# A walk along an autumn stream



## Karl Inge S (24. Oktober 2009)

Was gonna fish for seabass today, but leaky waders ruined that for me  Since it was nice weather, I decided to enjoy the day anyhow with my camera along a small river/stream searching for autumn.






The small river became a stream but still- lovely to be there today 





as I`m climbing the rocks searching for photopportunities...

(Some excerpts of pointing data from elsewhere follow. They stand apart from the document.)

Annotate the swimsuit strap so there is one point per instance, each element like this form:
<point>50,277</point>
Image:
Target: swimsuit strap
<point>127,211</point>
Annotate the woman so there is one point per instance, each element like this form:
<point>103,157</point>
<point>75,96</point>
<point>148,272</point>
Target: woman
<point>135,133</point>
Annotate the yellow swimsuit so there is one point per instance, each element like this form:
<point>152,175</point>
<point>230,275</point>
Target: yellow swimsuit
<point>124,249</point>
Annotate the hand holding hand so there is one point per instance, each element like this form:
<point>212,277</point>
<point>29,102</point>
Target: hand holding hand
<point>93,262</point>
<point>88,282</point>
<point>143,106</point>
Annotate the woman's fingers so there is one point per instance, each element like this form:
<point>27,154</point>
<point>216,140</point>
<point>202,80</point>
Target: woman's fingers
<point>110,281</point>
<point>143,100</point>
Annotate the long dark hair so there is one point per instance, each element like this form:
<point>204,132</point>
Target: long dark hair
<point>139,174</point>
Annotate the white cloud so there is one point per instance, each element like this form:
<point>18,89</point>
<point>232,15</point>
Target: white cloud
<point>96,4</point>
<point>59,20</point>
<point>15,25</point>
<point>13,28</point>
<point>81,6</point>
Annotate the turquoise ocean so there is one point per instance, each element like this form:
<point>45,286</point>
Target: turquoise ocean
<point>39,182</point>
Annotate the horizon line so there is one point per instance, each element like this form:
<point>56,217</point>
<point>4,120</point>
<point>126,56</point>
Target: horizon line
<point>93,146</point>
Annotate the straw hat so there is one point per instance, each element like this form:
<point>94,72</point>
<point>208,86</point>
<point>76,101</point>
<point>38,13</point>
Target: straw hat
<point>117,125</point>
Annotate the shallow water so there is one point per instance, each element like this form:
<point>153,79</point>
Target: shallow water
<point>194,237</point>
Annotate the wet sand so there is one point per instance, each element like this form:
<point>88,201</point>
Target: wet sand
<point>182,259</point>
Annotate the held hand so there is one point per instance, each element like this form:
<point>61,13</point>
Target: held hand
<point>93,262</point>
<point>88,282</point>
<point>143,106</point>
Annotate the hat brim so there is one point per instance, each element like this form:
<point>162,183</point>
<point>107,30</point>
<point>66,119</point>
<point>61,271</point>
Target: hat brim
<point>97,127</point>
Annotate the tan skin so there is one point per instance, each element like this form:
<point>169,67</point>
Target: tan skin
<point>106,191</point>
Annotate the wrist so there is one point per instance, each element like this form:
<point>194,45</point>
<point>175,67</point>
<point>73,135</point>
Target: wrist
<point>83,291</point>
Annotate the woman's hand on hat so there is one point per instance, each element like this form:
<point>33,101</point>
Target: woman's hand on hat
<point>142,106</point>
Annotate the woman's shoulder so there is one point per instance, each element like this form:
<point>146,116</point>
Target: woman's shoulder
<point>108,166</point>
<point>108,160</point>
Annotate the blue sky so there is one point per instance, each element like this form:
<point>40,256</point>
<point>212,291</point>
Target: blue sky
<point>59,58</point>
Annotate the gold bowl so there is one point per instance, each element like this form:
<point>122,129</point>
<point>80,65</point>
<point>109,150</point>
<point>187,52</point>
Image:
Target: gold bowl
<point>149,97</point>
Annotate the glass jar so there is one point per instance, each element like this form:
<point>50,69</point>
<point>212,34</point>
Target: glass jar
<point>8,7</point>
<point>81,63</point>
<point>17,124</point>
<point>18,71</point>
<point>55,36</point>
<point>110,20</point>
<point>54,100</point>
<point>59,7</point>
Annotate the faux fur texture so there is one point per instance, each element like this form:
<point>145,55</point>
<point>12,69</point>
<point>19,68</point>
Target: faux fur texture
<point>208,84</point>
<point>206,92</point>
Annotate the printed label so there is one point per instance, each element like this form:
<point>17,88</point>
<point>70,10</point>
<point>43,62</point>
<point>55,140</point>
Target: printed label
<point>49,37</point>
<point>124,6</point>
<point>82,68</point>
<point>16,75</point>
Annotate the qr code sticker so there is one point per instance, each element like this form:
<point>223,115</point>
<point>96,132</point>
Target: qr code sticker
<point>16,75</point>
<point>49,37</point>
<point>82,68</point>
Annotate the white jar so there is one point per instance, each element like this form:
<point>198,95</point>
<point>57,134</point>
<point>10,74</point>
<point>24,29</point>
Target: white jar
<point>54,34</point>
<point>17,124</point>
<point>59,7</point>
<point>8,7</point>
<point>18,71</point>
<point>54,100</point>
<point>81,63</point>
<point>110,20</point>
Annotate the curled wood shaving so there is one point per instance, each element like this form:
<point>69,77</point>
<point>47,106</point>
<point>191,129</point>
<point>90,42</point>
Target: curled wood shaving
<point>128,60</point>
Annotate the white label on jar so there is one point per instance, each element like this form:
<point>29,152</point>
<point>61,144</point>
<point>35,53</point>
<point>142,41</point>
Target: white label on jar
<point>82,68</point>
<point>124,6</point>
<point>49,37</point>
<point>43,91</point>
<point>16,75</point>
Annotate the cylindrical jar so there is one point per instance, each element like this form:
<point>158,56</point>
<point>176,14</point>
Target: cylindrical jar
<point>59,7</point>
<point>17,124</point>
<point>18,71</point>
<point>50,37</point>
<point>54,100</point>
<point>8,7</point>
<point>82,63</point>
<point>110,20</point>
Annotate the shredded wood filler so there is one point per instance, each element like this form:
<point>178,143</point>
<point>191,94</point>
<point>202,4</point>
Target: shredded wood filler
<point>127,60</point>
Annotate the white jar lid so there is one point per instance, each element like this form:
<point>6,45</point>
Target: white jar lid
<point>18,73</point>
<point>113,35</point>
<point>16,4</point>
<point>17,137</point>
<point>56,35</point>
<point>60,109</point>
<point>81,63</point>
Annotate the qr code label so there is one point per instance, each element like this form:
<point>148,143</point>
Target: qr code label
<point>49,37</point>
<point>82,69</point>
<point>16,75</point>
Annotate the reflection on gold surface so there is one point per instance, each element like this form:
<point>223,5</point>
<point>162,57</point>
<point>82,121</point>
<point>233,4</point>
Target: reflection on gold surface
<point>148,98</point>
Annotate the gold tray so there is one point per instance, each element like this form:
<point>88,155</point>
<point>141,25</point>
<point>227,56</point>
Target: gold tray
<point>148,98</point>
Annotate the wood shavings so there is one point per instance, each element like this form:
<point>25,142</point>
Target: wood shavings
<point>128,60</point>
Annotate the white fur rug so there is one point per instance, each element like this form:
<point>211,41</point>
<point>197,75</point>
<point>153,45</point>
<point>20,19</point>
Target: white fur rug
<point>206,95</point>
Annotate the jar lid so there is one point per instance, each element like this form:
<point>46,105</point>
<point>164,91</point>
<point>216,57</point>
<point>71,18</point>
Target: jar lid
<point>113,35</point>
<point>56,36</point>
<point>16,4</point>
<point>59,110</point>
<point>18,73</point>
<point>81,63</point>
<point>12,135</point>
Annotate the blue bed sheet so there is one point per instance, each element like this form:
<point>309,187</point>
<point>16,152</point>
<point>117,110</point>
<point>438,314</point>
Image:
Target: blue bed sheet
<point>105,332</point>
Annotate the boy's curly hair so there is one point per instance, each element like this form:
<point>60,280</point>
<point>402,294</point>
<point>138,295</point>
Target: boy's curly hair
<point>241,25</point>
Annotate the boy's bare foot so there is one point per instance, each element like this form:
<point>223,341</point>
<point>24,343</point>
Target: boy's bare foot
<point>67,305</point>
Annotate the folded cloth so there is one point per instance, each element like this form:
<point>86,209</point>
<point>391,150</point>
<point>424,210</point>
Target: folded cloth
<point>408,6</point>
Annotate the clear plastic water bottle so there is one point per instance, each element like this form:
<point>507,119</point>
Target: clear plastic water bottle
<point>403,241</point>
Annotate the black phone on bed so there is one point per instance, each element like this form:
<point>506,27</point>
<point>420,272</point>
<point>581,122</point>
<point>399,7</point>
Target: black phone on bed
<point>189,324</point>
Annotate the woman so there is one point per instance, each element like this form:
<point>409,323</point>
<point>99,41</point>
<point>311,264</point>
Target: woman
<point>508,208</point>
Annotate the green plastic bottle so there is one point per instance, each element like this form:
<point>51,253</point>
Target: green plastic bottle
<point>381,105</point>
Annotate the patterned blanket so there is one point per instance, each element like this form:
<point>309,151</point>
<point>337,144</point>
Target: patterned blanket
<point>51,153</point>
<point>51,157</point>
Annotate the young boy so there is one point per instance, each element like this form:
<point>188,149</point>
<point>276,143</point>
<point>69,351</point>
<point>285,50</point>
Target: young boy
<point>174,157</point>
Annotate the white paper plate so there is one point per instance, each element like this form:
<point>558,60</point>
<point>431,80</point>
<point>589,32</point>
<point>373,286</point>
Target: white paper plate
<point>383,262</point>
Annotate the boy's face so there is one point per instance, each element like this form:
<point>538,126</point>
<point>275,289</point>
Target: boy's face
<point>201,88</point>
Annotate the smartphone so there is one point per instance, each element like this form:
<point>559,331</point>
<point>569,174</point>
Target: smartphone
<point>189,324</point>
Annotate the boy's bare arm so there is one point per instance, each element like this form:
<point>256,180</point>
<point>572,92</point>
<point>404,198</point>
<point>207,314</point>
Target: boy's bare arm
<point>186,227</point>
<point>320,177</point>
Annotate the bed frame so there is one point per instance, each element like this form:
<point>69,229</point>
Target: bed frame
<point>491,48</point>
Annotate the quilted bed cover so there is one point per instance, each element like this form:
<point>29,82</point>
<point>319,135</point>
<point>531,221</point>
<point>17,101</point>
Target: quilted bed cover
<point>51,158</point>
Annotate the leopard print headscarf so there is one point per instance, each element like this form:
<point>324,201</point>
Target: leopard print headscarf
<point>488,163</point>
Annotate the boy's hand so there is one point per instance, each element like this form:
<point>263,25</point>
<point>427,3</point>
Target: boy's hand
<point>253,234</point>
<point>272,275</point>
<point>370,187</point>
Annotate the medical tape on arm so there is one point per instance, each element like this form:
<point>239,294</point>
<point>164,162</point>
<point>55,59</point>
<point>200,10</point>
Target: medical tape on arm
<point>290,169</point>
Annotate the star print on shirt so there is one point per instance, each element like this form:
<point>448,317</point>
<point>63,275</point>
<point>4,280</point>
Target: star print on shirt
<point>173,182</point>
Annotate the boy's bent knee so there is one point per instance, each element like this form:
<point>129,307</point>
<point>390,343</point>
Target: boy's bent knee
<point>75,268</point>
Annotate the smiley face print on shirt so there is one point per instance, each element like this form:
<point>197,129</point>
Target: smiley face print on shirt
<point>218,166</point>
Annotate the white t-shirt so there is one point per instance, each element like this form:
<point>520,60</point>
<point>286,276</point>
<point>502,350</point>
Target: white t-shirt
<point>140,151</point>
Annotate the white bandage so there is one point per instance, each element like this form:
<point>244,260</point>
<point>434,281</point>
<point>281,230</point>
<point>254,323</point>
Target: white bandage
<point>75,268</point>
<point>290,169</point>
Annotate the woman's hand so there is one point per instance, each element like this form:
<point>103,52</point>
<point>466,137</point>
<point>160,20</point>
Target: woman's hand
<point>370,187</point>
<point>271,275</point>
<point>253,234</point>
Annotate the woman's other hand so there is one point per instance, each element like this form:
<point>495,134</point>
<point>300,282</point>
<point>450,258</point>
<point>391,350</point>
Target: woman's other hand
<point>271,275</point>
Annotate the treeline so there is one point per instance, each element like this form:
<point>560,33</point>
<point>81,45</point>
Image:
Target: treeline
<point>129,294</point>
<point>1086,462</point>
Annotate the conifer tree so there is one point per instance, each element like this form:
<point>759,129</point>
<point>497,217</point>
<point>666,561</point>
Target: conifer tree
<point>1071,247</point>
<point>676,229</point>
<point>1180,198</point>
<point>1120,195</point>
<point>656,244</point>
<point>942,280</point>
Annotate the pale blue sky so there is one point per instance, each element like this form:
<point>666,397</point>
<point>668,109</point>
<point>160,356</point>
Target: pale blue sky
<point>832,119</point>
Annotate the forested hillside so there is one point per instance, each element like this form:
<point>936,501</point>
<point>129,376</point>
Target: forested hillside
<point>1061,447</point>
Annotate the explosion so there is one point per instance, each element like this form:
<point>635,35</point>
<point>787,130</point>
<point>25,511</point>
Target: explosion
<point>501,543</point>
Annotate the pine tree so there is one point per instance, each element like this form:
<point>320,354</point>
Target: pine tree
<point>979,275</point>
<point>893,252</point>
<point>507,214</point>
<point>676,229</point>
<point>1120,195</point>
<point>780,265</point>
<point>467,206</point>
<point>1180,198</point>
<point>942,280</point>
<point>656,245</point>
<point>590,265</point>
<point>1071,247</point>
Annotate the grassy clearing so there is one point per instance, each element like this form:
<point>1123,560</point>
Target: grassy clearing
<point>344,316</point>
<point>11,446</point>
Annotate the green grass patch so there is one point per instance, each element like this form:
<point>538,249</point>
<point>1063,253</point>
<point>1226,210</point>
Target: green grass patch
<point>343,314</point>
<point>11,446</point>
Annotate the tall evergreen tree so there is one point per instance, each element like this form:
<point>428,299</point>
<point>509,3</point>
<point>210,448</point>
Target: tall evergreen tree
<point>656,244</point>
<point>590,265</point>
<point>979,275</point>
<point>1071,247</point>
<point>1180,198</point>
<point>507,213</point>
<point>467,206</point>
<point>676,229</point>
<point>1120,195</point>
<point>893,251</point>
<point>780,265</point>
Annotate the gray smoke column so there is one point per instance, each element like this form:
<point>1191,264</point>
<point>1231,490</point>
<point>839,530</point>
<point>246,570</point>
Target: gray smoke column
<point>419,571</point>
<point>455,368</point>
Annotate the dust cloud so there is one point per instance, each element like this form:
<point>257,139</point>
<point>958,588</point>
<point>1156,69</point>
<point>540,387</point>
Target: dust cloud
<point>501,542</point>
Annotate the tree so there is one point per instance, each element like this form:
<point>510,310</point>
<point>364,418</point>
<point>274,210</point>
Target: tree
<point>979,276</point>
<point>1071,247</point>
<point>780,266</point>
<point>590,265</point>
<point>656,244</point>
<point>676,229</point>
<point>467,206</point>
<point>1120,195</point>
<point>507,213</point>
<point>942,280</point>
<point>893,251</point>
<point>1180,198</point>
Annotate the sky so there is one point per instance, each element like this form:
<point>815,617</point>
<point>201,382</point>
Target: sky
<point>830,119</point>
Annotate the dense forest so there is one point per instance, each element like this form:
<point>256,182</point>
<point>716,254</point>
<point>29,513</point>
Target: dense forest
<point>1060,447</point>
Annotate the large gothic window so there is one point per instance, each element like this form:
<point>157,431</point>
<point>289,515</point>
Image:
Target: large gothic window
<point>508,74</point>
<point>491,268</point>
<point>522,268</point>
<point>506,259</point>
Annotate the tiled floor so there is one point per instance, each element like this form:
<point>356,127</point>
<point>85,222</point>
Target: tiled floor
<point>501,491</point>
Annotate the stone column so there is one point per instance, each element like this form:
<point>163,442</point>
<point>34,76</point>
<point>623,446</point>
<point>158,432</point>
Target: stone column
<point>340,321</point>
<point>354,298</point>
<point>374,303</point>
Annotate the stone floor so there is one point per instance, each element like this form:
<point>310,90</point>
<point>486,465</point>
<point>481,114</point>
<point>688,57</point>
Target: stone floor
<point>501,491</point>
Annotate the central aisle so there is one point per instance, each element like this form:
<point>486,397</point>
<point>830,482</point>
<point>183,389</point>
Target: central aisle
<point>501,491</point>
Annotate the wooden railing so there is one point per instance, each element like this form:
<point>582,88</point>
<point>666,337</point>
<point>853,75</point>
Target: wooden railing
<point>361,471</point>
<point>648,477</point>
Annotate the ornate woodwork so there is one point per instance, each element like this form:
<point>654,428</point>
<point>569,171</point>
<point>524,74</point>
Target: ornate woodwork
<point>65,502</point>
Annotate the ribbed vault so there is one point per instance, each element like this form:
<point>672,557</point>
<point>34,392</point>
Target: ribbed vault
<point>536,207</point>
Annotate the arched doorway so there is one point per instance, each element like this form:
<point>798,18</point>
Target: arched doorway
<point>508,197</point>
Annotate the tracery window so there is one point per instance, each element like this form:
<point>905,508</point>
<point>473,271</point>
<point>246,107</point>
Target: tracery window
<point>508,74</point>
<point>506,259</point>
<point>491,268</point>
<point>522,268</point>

I hear splashing behind me- I jump back a couple of rocks and find this guy, probably feeling real clever hiding his head under this rock 





I put my hand gently down and lifts it out of the water- a beautiful trout around 500grams- a quick shot in the wateredge then release- enjouy the spawning 





I continue upstreams and soon spot another nice trout, this one a 1kg+ fish 






It started poorly but ended up a great   autumnday


----------



## Ossipeter (25. Oktober 2009)

*AW: A walk along an autumn stream*

Hübsche Fotos. Bitte mehr!


----------



## Karl Inge S (25. Oktober 2009)

*AW: A walk along an autumn stream*

A couple more shots from yesterday:


----------



## Knurrhahn (25. Oktober 2009)

*AW: A walk along an autumn stream*

very nice pictures

Best regards,
Knurri


----------



## Pit der Barsch (25. Oktober 2009)

*AW: A walk along an autumn stream*

Jeg elsker dette Landet.#h


----------



## Maok (26. Oktober 2009)

*AW: A walk along an autumn stream*

Wonderful pictures!


----------